Я не забыл обещание Маковнюка рассказать мне про начальников, немца и русского, который хуже немца, но прошло несколько дней, прежде чем выдался случай возобновить прежнюю беседу. Раз вечером, встретив его в саду, я стал просить исполнить обещанное.
— Хорошо-с, только вы меня простите, мы люди темные, может быть, что-нибудь и скажем нескладно, не обидьтесь.
— Ничего, пожалуйста, говори все, как было.

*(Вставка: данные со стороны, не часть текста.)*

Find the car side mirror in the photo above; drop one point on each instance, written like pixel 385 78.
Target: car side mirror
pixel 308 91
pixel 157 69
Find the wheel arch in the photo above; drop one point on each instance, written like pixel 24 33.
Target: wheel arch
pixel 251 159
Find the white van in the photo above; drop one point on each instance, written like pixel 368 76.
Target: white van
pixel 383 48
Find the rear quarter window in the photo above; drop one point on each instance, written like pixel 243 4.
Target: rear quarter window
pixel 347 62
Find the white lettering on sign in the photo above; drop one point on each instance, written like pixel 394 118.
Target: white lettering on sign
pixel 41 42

— Я вам сначала скажу про немца. Звали его Розенбергом, из себя был такой неуклюжий, толстый, на маленьких ножках, голос у него был крикливый и немного шепелявил. Он, как разобрать его по частям, так еще ничего, а как посмотришь на всего вместе — больно некрасив. Господа тоже не любили его: как где соберутся, так и начнут смеяться над ним. Уж как его ни назовут — всякими именами, а он, как горохом в стену, только улыбается да перебирает губами, будто вол жвачку жует. Больше всего ему доставалось от господ за барышень. Очень охоч до них был. Где увидит шляпку, так и начнет ходить около нее бочком и одной ногой все загребать, а сам облизывается да щурит глаза. Вот его сейчас возьмут на смех и начнут передразнивать.
По службе был вот какой бедовый. В роту, бывало, приходил раньше всех господ, а уходил, как уже никого нет, так что наша рота училась вдвое супротив других. На ученье, хоть дождь, хоть непогода, всегда доучивал до конца. Все роты разойдутся, а мы учимся, покуда батальонный или другой начальник велит распустить. Да и то, как добежишь до казармы, так опять и стройся во дворе, покуда не придет сам и не скажет «к ноге», «по покоям марш», а то еще и стойку у кого-нибудь поправит. Терпеливый такой был, что ужасть. Как не пондравится ему какой прием, так и начнет переделывать. Случалось, что на два часа оставлял да переделывал одно и то же, а сам стоит навытяжку и командует во всю глотку — это уж у него такая привычка была. На маневрах, бывало, с места своего ни на шаг не отойдет. Все господа идут сбоку, а он держится флангового. Раз пришлось идти по шассее, где камни кучами лежали, так он чрез все кучи переступил, а с места не ушел.